Competente e mais adulto e sério que o anterior, ainda que alguns personagens fiquem devendo profundidade.

7,0

Lançado em 2005, As Crônicas de Nárnia: O Leão, a Feiticeira e o Guarda-Roupa chegou aos cinemas com a ingrata responsabilidade de assumir o lugar deixado por O Senhor dos Anéis como grande série de fantasia do cinema.
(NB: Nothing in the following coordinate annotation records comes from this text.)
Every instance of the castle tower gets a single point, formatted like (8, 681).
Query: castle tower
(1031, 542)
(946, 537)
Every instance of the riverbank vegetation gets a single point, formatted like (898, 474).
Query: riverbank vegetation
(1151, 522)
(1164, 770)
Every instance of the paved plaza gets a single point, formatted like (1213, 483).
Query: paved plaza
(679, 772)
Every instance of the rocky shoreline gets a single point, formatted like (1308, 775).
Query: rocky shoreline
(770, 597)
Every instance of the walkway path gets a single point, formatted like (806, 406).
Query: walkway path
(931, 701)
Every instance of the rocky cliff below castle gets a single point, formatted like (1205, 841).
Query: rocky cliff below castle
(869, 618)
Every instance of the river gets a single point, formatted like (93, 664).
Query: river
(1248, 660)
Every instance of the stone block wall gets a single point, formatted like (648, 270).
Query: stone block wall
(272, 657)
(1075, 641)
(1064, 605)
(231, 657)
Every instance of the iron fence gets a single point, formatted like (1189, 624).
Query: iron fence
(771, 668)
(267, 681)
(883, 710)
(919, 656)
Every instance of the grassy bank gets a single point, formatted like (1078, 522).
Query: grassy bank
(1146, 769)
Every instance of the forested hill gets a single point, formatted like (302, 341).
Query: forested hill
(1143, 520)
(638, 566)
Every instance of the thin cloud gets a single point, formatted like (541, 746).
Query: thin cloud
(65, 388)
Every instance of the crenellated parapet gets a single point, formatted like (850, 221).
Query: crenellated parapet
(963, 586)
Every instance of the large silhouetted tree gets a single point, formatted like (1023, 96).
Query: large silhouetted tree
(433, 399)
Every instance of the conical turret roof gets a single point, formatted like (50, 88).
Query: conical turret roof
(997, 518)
Menos por esta pressão e mais por seus próprios problemas, como um tom excessivamente infantil e personagens sem apelo, o filme não chegou a empolgar, mas teve um bom desempenho nas bilheterias, o suficiente para o lançamento de uma continuação também baseada na obra do britânico C. S. Lewis.

As Crônicas de Nárnia: Príncipe Caspian tem início um ano após os acontecimentos da primeira produção. Os quatro irmãos Pevensie tentam se readaptar à vida na Inglaterra quando são chamados de volta à terra mágica de Nárnia. Chegando lá, descobrem que 1300 anos se passaram e a situação é bastante diferente: os Telmarinos, liderados pelo cruel lorde Miraz, praticamente dizimaram o povo de Nárnia. Cabe aos irmãos, ao lado de Caspian, herdeiro real do trono Telmarino, liberar os narnianos e restaurar a paz.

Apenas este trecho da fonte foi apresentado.